= Mykhailo Andriienko-Nechytailo =

Painter from Ukraine

Mykhailo Andriienko-Nechytailo (French Michel Andreenko, also known as Mikhail Andriyenko-Nechitailo "Mykhaylo Andreenko", among other variations) (1894–1982) was a renowned Ukrainian, French, and Russian Modernist painter and stage designer.

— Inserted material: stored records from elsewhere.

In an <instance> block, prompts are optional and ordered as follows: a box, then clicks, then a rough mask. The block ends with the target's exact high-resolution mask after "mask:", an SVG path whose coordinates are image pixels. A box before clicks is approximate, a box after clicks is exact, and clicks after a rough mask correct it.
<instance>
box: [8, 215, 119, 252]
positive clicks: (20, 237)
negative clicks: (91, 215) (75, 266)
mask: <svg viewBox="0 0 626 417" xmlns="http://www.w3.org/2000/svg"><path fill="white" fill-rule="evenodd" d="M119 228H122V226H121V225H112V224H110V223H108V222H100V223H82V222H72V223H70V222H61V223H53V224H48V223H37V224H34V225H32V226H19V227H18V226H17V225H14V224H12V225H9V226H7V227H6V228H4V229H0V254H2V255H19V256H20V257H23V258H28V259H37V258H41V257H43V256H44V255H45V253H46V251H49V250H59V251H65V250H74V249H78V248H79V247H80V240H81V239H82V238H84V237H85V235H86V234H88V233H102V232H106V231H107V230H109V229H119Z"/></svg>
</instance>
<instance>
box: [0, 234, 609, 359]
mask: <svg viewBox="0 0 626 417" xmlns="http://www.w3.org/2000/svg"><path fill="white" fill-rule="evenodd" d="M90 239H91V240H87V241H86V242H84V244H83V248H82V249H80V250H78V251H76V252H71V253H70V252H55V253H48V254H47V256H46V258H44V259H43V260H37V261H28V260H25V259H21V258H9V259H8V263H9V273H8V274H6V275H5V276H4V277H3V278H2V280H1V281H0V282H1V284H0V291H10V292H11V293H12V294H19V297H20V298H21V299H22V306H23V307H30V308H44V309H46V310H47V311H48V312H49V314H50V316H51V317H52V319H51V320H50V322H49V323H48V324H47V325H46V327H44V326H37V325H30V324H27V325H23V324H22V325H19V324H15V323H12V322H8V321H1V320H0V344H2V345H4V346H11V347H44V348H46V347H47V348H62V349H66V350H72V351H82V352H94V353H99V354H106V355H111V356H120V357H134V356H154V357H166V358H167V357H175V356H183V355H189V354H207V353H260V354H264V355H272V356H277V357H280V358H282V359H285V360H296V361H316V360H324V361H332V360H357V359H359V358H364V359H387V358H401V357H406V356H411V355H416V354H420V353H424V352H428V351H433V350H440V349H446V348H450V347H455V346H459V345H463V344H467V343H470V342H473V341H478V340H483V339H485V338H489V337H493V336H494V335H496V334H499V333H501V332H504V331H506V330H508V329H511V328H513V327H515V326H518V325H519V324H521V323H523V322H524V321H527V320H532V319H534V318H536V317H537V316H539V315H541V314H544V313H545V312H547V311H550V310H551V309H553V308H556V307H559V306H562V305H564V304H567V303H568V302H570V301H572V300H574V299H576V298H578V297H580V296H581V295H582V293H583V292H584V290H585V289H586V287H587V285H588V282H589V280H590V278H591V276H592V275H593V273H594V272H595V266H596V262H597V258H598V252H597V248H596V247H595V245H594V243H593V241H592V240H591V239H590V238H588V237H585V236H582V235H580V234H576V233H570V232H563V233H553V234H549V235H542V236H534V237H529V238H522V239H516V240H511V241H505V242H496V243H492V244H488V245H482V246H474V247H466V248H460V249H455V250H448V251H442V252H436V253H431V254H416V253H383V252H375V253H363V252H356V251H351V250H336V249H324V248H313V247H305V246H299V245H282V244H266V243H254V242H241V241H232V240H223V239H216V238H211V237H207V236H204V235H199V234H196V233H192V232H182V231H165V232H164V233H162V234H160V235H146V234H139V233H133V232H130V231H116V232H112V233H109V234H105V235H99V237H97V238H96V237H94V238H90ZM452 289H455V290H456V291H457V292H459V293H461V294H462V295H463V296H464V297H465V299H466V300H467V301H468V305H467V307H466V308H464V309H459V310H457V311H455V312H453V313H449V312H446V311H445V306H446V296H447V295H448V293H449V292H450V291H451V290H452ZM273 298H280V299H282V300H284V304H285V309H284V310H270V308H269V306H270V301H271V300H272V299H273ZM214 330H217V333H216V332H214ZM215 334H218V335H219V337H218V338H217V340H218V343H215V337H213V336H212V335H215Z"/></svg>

Mykhailo Andriienko-Nechytailo was born in 1894 in Odesa Ukraine. In 1912–1917, he studied under Roerikh, Rylov, and Bilibin at the art school of the Imperial Society for the Encouragement of the Arts in Saint Petersburg. In 1914–1916, he exhibited the composition Black Dome and his first cubist works in Saint Petersburg. In 1914, he participated in an international graphics exhibition in Leipzig. In 1917–1924, he devoted most of his time to designing stage sets for various theaters—in Saint Petersburg, Odesa, Prague, Paris, and for the Royal Opera in Bucharest. In Paris, where he lived from 1923, he also worked on sets for the films Casanova and Sheherazade. He continued to paint in the cubist-constructivist style (e.g., Composition (1924), Construction 1924, or A Person 1926). In the 1930s, Andriienko-Nechytailo produced a series of surrealist paintings (e.g., A Fair Stall 1933). He switched to neorealism in the 1940s and painted a number of portraits as well as a series, the Cityscapes Disappearing Paris (such as Rue Carpeaux 1946, Rue Paul Barruel 1954, Rue Cambronne 1954, and Paysage du Cycle 1956). From 1958, he returned to constructivism and abstraction. Andriienko-Nechytailo's work is characterized by a precision of composition that harmonizes subtly with color. His stage sets are remarkable for their laconic quality and architectural schematism, and his costume designs for their richness. His paintings can be found in the City Museum of Modern Art and the Arsenal Library in Paris, the National Library in Vienna, the Victoria and Albert Museum in London, the Metropolitan Museum in New York, the National Museum in Lviv, and Ukrainian émigré museums and private art collections.